3.2.15. Statistical Analysis

The mean values and the standard deviations were calculated from 3 parallel experiments. One-way and two-way ANOVA and post-hoc Tukey test were used to distinguish between means and evaluate the results. The considered significance level was p ≤ 0.05. The calculations were performed using IBM SPSS Statistics 23 (Armonk, NY, USA).

4. Conclusions

The rowan berry contained circa 1.3–1.4 g/100 g of polyphenols depending on the testing method. The antioxidant activity thus also exhibits high concentrations, i.e., 5.8 mmol TE/100 g which can be attributed to polyphenols and carotenoids present in the plant material. The main phenolics identified were catechin and epicatechin, ferulic acid methyl ester, procyanidin B1, quercetin, and several phenolic acids including p-hydroxybenzoic, gallic, syringic, chlorogenic, ferulic, caffeic, and protocatechuic.

Rowan fruits are rich in carotenoids (21.65 ± 0.27 mg/100 g) with a high bioaccessibility of 15.3%. Their saponified extracts contain free all-trans-β-carotene, β-cryptoxanthin, zeaxanthin, and γ-carotene.

Rowan fruit extracts are also rich in organic acids.
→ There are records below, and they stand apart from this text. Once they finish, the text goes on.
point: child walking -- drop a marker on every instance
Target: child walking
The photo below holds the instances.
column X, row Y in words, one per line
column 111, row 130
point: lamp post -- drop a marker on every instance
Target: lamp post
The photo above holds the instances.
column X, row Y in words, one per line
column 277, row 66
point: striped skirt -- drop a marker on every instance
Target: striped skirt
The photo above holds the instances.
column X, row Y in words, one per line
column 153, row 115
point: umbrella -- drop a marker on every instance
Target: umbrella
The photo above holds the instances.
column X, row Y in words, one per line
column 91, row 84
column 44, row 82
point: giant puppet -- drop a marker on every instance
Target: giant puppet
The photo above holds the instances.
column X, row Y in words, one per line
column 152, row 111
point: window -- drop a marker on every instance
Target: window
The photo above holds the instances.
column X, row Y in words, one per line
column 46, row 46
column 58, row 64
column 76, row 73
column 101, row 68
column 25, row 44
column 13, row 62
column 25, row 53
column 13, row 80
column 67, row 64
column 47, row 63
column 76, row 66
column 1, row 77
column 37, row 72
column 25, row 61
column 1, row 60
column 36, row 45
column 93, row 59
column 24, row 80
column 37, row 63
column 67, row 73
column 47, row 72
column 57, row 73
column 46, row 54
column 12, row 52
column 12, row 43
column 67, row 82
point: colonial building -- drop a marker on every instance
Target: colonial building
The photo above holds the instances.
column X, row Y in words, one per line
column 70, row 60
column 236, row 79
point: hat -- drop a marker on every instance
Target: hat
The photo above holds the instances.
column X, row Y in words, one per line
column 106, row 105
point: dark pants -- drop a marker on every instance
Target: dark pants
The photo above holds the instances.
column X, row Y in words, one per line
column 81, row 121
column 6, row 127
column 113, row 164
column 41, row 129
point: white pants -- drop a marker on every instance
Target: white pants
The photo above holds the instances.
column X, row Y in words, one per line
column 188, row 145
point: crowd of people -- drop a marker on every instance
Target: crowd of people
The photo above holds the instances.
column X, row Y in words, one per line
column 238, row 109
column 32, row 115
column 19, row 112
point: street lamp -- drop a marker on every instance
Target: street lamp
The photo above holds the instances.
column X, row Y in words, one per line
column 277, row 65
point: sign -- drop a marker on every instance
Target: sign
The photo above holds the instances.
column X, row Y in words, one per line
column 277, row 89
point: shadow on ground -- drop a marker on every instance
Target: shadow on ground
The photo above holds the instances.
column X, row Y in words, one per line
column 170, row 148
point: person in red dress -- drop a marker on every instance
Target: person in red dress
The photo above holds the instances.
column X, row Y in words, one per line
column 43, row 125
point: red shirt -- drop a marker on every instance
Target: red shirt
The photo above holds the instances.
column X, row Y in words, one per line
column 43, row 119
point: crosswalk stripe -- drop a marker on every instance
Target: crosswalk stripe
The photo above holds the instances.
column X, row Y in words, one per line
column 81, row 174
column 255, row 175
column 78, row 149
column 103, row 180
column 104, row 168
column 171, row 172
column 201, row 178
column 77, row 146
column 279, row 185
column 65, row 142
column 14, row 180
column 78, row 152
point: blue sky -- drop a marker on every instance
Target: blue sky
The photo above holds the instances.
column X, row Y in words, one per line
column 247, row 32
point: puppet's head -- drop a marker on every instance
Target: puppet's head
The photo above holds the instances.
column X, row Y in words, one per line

Malic acid is contained in significant amounts (333.70 mg/100 g), followed by citric (19.32 mg/100 g) and succinic (12.84 mg/100 g) acids. Ascorbic acid is contained at insignificant levels (2.08 mg/100 g).

The antioxidant activity was stable after the ethanolic extract was subjected to various thermal treatments, while the optimal tested storage temperature was 4 °C for both antioxidant activity and color. Nevertheless, the treatment at 100 °C for two minutes produced significant changes in the color parameters, which manifest as a loss of color vibrancy expressed as change in chromaticity.

Sodium chloride, potassium nitrate, and calcium chloride had a minor, but nonetheless significant effect on the antioxidant activity depending on the salt concentration. Their effect on the color was impactful regardless of the concentration, and these effects should be taken into account when the respective salts are used in foods.

The extract was stable in different pH environments; nevertheless a decreasing trend was observed for acidic values, while alkaline value increased slightly its antioxidant activity. pH values higher than 7 also produced important changes in color by shifting it towards redder tones. This data confirms the technological potential of this traditional yet overlooked and largely forgotten species used currently only as decoration.